How is the speed of a chemical reaction related to the spontaneity of the reaction?

1 Answer
Aug 22, 2016

It's not. Spontaneity is a thermodynamic phenomenon, and the rate/speed of a reaction is a kinetic phenomenon.

The rate of a chemical reaction can be written in a rate law as

#r(t) = k[A]#

where

  • #r(t)# is the rate of reaction.
  • #k# is the rate constant for that reaction at a given temperature.
  • #[A]# is the concentration of #A# in #"M"#.

for a simple unimolecular reaction

#A -> B#,

which has activation energy #E_a#. Reactions also have a Gibbs' free energy of reaction, #DeltaG_"rxn"#.

Both are on the same reaction coordinate diagram, but they do not influence each other.

Modifying the rate #r(t)# modifies the rate constant #k# when #[A]# is held constant (such as changing the temperature, pressure, etc).

From the Arrhenius equation

#k = Ae^(-E_a"/RT")#,

increasing #k# increases #e^(-E_a"/RT")#, which means #E_a# is decreased. Hence, a lower activation energy indicates a faster reaction.

Yes, #DeltaG_"rxn"# indicates a reaction is spontaneous when #DeltaG_"rxn" < 0#, but it doesn't matter.

When you modify #E_a#, you do not modify the free energy of the reactants or products, so you do not touch #DeltaG_"rxn"# for the overall reaction.
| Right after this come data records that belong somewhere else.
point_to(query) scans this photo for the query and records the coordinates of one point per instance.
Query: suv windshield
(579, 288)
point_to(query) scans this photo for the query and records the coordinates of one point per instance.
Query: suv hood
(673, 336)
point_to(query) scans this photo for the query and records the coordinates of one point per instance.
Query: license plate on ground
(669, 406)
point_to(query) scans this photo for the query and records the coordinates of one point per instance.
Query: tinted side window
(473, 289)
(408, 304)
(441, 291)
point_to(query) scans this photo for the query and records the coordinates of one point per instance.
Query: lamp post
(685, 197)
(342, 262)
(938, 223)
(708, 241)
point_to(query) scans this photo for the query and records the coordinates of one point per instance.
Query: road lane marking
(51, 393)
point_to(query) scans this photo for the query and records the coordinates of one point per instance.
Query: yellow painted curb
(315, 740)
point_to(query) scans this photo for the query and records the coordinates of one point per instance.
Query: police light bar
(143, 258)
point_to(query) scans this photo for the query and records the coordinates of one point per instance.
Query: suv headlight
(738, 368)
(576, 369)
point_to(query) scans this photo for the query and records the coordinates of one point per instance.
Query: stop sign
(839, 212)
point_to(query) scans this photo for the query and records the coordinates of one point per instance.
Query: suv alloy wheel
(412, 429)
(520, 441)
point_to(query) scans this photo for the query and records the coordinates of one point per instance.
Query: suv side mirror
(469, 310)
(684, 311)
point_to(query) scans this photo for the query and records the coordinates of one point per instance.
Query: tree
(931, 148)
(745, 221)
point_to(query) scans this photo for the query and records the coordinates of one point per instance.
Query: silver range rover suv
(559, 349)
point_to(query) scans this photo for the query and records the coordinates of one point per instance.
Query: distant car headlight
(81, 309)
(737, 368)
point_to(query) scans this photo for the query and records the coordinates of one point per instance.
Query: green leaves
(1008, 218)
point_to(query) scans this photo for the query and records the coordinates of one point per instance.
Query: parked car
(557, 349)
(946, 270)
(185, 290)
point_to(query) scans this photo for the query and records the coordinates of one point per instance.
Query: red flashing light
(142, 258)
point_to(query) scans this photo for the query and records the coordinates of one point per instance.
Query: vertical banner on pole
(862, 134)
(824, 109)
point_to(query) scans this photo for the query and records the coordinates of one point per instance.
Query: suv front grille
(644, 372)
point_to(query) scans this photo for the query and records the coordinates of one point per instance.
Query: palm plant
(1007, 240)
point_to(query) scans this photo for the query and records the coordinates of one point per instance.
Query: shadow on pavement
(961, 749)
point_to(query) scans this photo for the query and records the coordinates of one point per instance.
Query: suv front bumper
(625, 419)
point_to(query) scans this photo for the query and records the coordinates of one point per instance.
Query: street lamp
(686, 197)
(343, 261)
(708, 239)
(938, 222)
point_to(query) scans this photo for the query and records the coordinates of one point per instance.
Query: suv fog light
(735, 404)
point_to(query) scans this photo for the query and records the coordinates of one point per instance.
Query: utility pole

If you raise/lower the peak of the hill, you have not raised/lowered the bottom of the hill.

  • If the overall reaction was spontaneous without a catalyst, it is still spontaneous with a catalyst.
  • If it is also slow without a catalyst, it is now fast with a catalyst, but not additionally and suddenly possible/spontaneous.